Rallye 2CV Suisse 1954
Das erste 2CV-Treffen in der Schweiz
Es muss ein eindrucksvolles Bild gewesen sein, das sich am 26. September 1954 auf dem Bundesplatz am eidgenössischen Regierungssitz in Bern bot: In den Nachmittagsstunden rollten nach und nach 110 Citroën 2CV vor das Gebäude der Schweizer Bundesversammlung, immerhin gut zehn Prozent des damals überhaupt in der Schweiz zugelassenen Gesamtbestandes an 2CVs. Alle Döschwos waren Teilnehmer der ersten Rallye 2CV Suisse die zwei Tage zuvor im Ort Stans begann und über mehrere Etappen sternförmig auf Bern zulief. Wie der Name schon vermuten lässt, war die Fahrt durchaus sportlich motiviert, am Ende gab es mehrere Gewinner in unterschiedlichen Kategorien, etwa "Citroënangehörige" oder "Kunden".

Dieses Bild zeigt einige an einer Rallye teilnehmende Schweizer 2CV, versammelt vor dem Haus der helvetischen Konföderation in Bern. Die Schweizer sind Kenner. Im Winter sind ihre Strassen oft schwierig. Sie bevorzugen Qualität (den 2CV, Anm. der Red). Aus der zeitgenössischen Citroën-Publikation Around the world with the 2CV Citroën, entworfen von Théo Brugière für englischsprachige Märkte, wahrscheinlich vorrangig die Vereinigten Staaten.
Dass der 2CV dort bereits Anfang der Fünfziger Jahre einen grossen Verbreitungsgrad erreichte, mutet nur auf den ersten Blick sonderbar an, denn Citroën wählte die Schweiz als ersten internationalen Testmarkt für die Ente aus. Eine erfolgreiche und auch folgenschwere Entscheidung, denn der von Anfang an mit der Promotion für den kleinen Zweizylinder betraute Citroën-Mitarbeiter Karl Schori war vom neuen Produkt derart begeistert, dass er über Jahre hinweg immer neue Veranstaltungs- und Werbeformen erfand, unter anderem auch das Treffen in Bern 1954.

Ich bin besser als Du denkst - Citroën 2PS. Der erste Werbeslogan vom Herbst 1952.

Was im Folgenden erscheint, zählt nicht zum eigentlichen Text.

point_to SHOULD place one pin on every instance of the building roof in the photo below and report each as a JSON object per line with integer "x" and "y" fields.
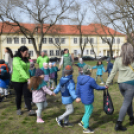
{"x": 92, "y": 29}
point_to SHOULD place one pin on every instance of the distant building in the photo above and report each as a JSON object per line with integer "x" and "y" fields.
{"x": 68, "y": 35}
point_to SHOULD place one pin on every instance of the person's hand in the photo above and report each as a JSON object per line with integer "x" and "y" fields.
{"x": 53, "y": 94}
{"x": 78, "y": 100}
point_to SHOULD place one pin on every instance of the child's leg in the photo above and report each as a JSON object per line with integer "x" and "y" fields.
{"x": 88, "y": 112}
{"x": 65, "y": 116}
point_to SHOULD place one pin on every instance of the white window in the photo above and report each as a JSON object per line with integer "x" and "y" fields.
{"x": 44, "y": 40}
{"x": 51, "y": 52}
{"x": 91, "y": 51}
{"x": 50, "y": 41}
{"x": 118, "y": 40}
{"x": 62, "y": 40}
{"x": 75, "y": 40}
{"x": 75, "y": 52}
{"x": 16, "y": 40}
{"x": 30, "y": 41}
{"x": 9, "y": 40}
{"x": 57, "y": 52}
{"x": 91, "y": 40}
{"x": 31, "y": 53}
{"x": 23, "y": 40}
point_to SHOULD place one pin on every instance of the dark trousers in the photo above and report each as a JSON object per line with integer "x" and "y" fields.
{"x": 20, "y": 89}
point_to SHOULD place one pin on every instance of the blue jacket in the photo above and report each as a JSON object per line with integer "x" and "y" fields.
{"x": 68, "y": 95}
{"x": 4, "y": 83}
{"x": 100, "y": 69}
{"x": 109, "y": 67}
{"x": 85, "y": 89}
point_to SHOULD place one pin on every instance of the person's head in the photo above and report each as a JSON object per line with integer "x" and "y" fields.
{"x": 87, "y": 70}
{"x": 68, "y": 70}
{"x": 127, "y": 54}
{"x": 36, "y": 80}
{"x": 99, "y": 63}
{"x": 45, "y": 65}
{"x": 8, "y": 50}
{"x": 50, "y": 65}
{"x": 66, "y": 51}
{"x": 81, "y": 60}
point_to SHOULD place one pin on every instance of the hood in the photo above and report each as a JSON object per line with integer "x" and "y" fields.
{"x": 64, "y": 80}
{"x": 83, "y": 79}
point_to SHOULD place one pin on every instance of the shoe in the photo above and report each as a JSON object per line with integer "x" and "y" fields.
{"x": 119, "y": 127}
{"x": 68, "y": 125}
{"x": 88, "y": 130}
{"x": 80, "y": 124}
{"x": 39, "y": 120}
{"x": 60, "y": 123}
{"x": 19, "y": 112}
{"x": 102, "y": 83}
{"x": 31, "y": 113}
{"x": 131, "y": 121}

Karl Schori - heute gerne auch Monsieur 2CV Suisse genannt - liess es nicht dabei bewenden, den 2CV einfach nur zu verkaufen (Alle Päss' mit 2PS), denn schon bald nach seinem Eintritt im Unternehmen setzte er sich vor allem dafür ein, den Döschwo eigens für den Schweizer Markt besser auszustatten. Zwar konnte die französische Produktion derlei Sonderwünschen nicht Folge leisten, dafür kamen aber fortan erheblich besser ausgestattete 2CV von den drei Bändern des belgischen Montagewerkes in Forest. Übrigens nicht nur in die Schweiz, denn die "luxuriösen" AZ-L fanden schnell auch auf anderen Exportmärkten Anklang, so etwa in den Niederlanden, den Vereinigten Staaten und ab 1958 auch in der Bundesrepublik Deutschland.
Im Herbst 1987 stoppte ein vergleichsweise rigides Importverbot den Verkauf neuer 2CVs in der Schweiz, doch noch immer findet sich dort eine lebendige Döschwoszene. Unlängst traf man sich in Dübendorf nahe Zürich zum vierzigsten Jahrestreffen der Schweizer 2CV-Freunde, wo auch Karl Schori wieder zu sehen war: Auch nach seinem Ausscheiden bei Citroën in den späten Sechziger Jahren blieb er dem Döschwo treu und nennt noch heute ein Exemplar sein Eigen.